すると、いきなり「こちらの都合で申し訳ないのですが…」と切り出される。
「オイオイ、手は尽くしましたが…とかそういう話か!?」と嫌な予感が駆け巡る。

が、次の瞬間「修理に必要な部品が不足しているため、新品交換にさせていただきましたが、よろしいでしょうか?」というではないか。値段は修理見積もりより5千円安い1万5千円。しかも半年保証つき。

これが噂の神対応ってやつだろうか?

よろしいもなにも、これ以上の話はない。二つ返事でオッケーである。もともと中古で買ったカメラだから修理どころかむしろ購入前より良くなってしまうわけで。
新しい機体を得たのも何かの縁、こりゃしっかり使い込まないといかんな。

このところろくでもないことばっかりだったが、たまにはいいこともあるもんだ。。。

撮影枚数は最初100枚以下でした。


<備忘録>
E-M1のシャッター数の確認法は以下のとおり。
1.MENUを押しながら電源オン。
2.もう一回MENUを押し、モニタ調整を選択
3.上下を押し、OKを押す。
4.上下左右でシャッター
5.右を押すとPAGE2に表示される。

2016年11月22日火曜日

あえなく

シャッター幕不良のE-M1は新宿オリンパスプラザへ入院とあいなった。

先日ののび太のママ法でだましだましいけるかと思ったのだが、シャッター幕が落ちたままの症状は寒くなるほどひどくなる。一コマごとにカメラをひっぱたく動作はめんどくさいことこの上ないし、気分的にも良くない。

第一シャッターチャンスを逃しまくりで、業務にも支障が出ていた。のび太のママだって1分ごとに止まるテレビだったら流石に修理を依頼するだろう。修理費はほどほどにするが、中古のE-M1をもう一台買えるほどではない。致し方なし。

 

秋の現場はほぼ終わっているので手遅れ感は否めないのですがね。

 

2016年11月17日木曜日

赤い。

富山で寒ブリをいただく。
こんなに赤いのは食べたことないなぁ。
味はおなじみのブリだが、歯ごたえが別物。
フニャッとしてなくて、サクッとしていた。
うまし。


2016年11月10日木曜日

いろいろ寒い


本日の北アルプス地方は-5度、体が慣れておらず、いたく寒い。

仕事が早めに終わり、この時季にいい場所にきたということで、アジメドジョウを食いに飛騨まで出撃。しかし、狙ったお店がすべて休業。水曜日はだめみたい。気をつけましょう。

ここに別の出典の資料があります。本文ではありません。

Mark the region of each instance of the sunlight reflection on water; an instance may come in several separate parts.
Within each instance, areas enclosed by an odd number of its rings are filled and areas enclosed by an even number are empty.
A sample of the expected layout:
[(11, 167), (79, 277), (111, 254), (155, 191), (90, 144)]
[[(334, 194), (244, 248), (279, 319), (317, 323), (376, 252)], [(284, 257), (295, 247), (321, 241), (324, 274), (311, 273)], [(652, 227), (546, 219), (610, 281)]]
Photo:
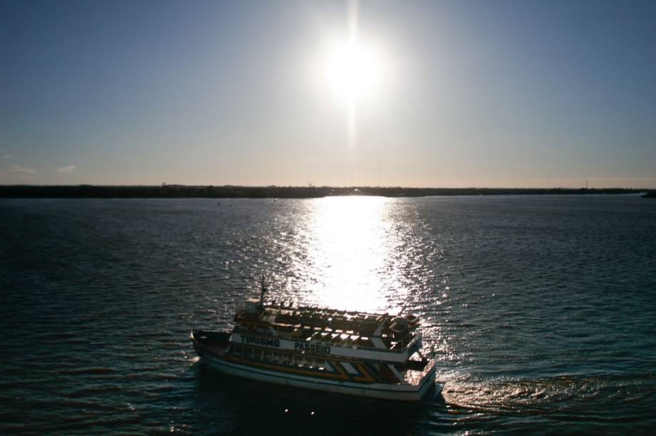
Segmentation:
[(393, 206), (389, 199), (364, 197), (328, 197), (313, 203), (307, 222), (307, 260), (314, 280), (306, 284), (307, 300), (344, 310), (389, 310), (390, 284), (385, 278), (395, 275), (390, 259), (399, 243), (393, 231)]

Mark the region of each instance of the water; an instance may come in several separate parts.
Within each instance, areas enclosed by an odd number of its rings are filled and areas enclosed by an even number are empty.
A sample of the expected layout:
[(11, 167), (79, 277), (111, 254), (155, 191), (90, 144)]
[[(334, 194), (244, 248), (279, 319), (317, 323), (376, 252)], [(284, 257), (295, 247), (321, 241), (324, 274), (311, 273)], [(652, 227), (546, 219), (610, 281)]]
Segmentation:
[[(421, 315), (443, 395), (199, 365), (189, 332), (262, 273), (272, 299)], [(3, 199), (0, 433), (647, 433), (655, 297), (656, 202), (633, 195)]]

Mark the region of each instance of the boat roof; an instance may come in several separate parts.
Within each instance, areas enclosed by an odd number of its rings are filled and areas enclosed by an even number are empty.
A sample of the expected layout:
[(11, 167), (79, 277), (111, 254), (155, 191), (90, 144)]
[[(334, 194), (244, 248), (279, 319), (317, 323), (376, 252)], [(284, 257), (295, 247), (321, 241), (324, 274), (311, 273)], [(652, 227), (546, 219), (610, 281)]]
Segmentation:
[[(263, 305), (256, 312), (241, 311), (235, 317), (236, 322), (262, 323), (274, 328), (298, 328), (306, 327), (317, 331), (352, 332), (363, 336), (380, 335), (397, 320), (407, 318), (393, 317), (388, 313), (370, 313), (357, 311), (340, 311), (318, 306)], [(411, 327), (415, 326), (415, 324)]]

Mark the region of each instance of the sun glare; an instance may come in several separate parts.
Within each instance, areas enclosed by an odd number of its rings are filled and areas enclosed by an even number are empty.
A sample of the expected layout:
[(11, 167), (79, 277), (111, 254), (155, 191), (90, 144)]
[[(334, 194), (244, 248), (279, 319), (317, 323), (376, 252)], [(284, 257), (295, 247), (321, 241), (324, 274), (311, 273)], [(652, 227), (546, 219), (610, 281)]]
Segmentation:
[(352, 105), (379, 86), (383, 65), (373, 47), (348, 41), (332, 45), (326, 73), (333, 95), (340, 101)]

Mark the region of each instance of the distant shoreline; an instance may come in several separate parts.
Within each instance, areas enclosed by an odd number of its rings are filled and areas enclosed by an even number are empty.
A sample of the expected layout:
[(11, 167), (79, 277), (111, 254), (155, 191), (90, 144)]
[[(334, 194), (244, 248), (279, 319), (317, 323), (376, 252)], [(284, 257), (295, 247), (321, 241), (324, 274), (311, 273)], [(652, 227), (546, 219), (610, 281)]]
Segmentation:
[[(409, 188), (248, 186), (0, 186), (0, 198), (321, 198), (330, 196), (563, 195), (638, 194), (625, 188)], [(654, 197), (650, 192), (645, 197)]]

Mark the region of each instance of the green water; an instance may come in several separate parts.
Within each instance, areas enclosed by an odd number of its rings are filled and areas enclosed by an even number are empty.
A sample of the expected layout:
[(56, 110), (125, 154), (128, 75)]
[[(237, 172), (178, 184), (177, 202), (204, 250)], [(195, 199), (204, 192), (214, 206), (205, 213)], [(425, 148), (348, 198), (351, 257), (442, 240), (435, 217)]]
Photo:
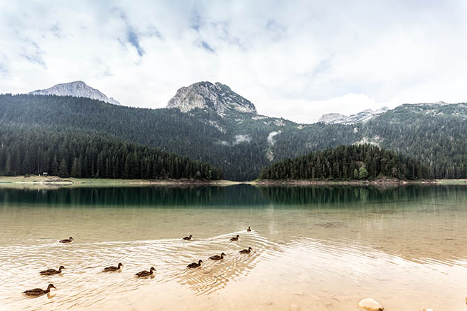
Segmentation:
[(0, 310), (464, 310), (466, 202), (463, 185), (1, 187)]

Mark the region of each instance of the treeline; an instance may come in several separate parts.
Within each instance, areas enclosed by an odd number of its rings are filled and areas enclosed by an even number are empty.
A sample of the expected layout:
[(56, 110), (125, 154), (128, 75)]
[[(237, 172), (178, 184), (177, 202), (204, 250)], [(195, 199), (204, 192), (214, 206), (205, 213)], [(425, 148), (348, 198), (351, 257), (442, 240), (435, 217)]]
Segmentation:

悔しかったので、馬瀬の水辺の館にあった水槽のアジメドジョウを激写…が、まったく気は収まらない。


とりあえず、高山で高山ラーメンと飛騨牛の串焼きを食べる。うまい…が、まだ気はまったく収まらない。食に関して今年は全くだめですな。



今年の山地渓流のサケ科魚類の産卵は何かおかしい。

雨続きで夏季の水温が低かったのが原因か?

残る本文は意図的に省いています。